Quoique leur rapport n'ait pas été assez exact, comme le prouve le professeur Louis, il était pourtant suffisant pour disculper les accusés. On trouva quelques gouttes de sang auprès du lit de cette femme; mais elles étaient la suite évidente de la blessure qu'elle s'était faite à l'oeil en tombant. On trouva une goutte de sang sur l'un des bas de l'accusé; mais il était clair que c'était un effet de sa saignée. Ce qui le justifiait bien davantage, c'était sa conduite passée, c'était la douceur reconnue de son caractère. On ne lui avait rien reproché jusqu'alors; il était moralement impossible qu'il eût passé en un moment de l'innocence de sa vie au parricide, et que sa jeune femme eût été sa complice. Il était physiquement impossible, par l'inspection du cadavre, que la mère fût morte assassinée; il n'était pas dans la nature que son fils et sa fille eussent dormi tranquillement après ce crime, qui aurait été leur premier crime, et qu'on les eut vus toujours sereins dans tous les moments où ils auraient dû être saisis de toutes les agitations que produisent nécessairement le remords d'une si horrible action et la crainte du supplice. Un scélérat endurci peut affecter de la tranquillité dans le parricide: mais deux jeunes époux!
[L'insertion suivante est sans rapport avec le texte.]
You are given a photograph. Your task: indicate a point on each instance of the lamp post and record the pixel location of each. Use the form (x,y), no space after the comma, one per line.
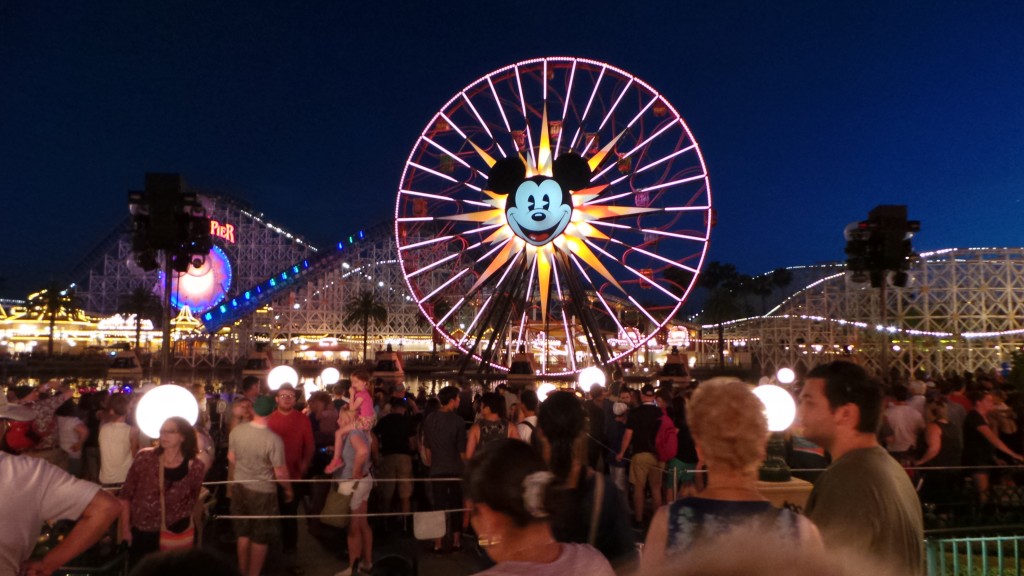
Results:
(781,410)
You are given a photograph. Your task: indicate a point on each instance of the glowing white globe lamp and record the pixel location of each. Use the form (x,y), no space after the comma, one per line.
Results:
(779,407)
(160,404)
(330,376)
(785,375)
(781,410)
(544,389)
(590,376)
(282,375)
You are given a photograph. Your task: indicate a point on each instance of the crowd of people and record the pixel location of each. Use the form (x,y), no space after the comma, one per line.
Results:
(603,482)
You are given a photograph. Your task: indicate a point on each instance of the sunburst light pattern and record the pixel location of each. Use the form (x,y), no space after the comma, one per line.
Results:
(559,205)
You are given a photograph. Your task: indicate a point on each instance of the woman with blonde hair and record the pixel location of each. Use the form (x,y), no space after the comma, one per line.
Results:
(730,432)
(944,449)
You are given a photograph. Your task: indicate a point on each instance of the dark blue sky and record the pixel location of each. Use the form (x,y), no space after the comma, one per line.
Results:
(808,113)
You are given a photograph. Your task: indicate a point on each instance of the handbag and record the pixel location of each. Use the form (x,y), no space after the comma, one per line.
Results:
(428,526)
(337,507)
(172,540)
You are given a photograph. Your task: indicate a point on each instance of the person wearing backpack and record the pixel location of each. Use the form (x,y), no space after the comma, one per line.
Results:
(641,432)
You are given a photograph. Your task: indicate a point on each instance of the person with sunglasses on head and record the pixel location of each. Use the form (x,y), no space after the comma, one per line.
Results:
(864,502)
(35,491)
(296,432)
(144,509)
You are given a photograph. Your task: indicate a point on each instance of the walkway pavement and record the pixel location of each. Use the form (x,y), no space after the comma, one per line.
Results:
(328,553)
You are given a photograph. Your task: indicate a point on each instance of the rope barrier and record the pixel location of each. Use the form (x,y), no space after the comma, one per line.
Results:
(299,517)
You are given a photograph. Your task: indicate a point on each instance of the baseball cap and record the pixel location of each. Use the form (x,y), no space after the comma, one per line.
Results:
(264,405)
(13,411)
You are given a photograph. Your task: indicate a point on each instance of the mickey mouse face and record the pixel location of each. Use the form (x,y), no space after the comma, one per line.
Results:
(539,211)
(539,208)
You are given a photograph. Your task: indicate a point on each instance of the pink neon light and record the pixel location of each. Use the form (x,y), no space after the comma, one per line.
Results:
(451,312)
(425,243)
(667,158)
(434,172)
(569,344)
(597,291)
(445,285)
(644,311)
(674,235)
(432,265)
(686,208)
(675,182)
(614,106)
(448,152)
(454,125)
(469,328)
(592,95)
(477,114)
(500,107)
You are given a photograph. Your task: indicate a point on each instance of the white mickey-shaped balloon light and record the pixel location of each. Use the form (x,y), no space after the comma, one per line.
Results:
(779,406)
(162,403)
(282,375)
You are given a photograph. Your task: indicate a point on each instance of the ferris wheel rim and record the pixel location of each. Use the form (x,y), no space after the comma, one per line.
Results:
(418,151)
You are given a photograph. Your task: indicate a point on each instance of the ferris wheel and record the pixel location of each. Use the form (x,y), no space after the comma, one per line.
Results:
(558,206)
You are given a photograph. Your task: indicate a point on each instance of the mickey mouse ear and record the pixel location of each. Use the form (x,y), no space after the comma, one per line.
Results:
(506,175)
(571,171)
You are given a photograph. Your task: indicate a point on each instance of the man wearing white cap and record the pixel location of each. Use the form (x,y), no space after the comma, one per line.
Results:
(35,491)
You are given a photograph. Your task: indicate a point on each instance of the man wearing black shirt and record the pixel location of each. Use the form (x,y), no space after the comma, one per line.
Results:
(641,429)
(395,436)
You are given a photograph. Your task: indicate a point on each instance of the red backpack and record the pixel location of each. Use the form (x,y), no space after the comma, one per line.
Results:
(667,441)
(20,436)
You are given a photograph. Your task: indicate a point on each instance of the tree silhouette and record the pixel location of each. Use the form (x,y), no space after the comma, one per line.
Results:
(725,288)
(52,303)
(365,307)
(144,304)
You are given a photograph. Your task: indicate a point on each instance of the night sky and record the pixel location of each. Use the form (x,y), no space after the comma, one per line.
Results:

Les juges connaissaient les moeurs de Montbailli; ils avaient vu toutes ses démarches; ils étaient parfaitement instruits de toutes les circonstances de cette mort. Ainsi ils ne balancèrent pas à croire le mari et la femme innocents. Mais la rumeur populaire, qui, dans de telles aventures, se dissipe bien moins aisément qu'elle ne s'élève, les força d'ordonner un plus amplement informé d'une année, pendant laquelle les accusés demeureraient en prison.

Le procureur du roi appela de cette sentence au conseil d'Artois, dont Saint-Omer ressortit. Il pouvait en effet la trouver trop rigoureuse, puisque les accusés, reconnus innocents, demeuraient renfermés dans un cachot pendant une année entière. Mais l'appel fut ce qu'on appelle a minima, c'est-à-dire d'une trop petite peine à une plus grande, sorte de jurisprudence inconnue aux Romains nos législateurs, qui n'imaginèrent jamais de faire juger deux fois un accusé pour augmenter son supplice, ou pour le traiter en criminel après qu'il a été déclaré innocent; jurisprudence cruelle dont le contraire est raisonnable et humain; jurisprudence qui dément cette loi si naturelle, non bis in idem.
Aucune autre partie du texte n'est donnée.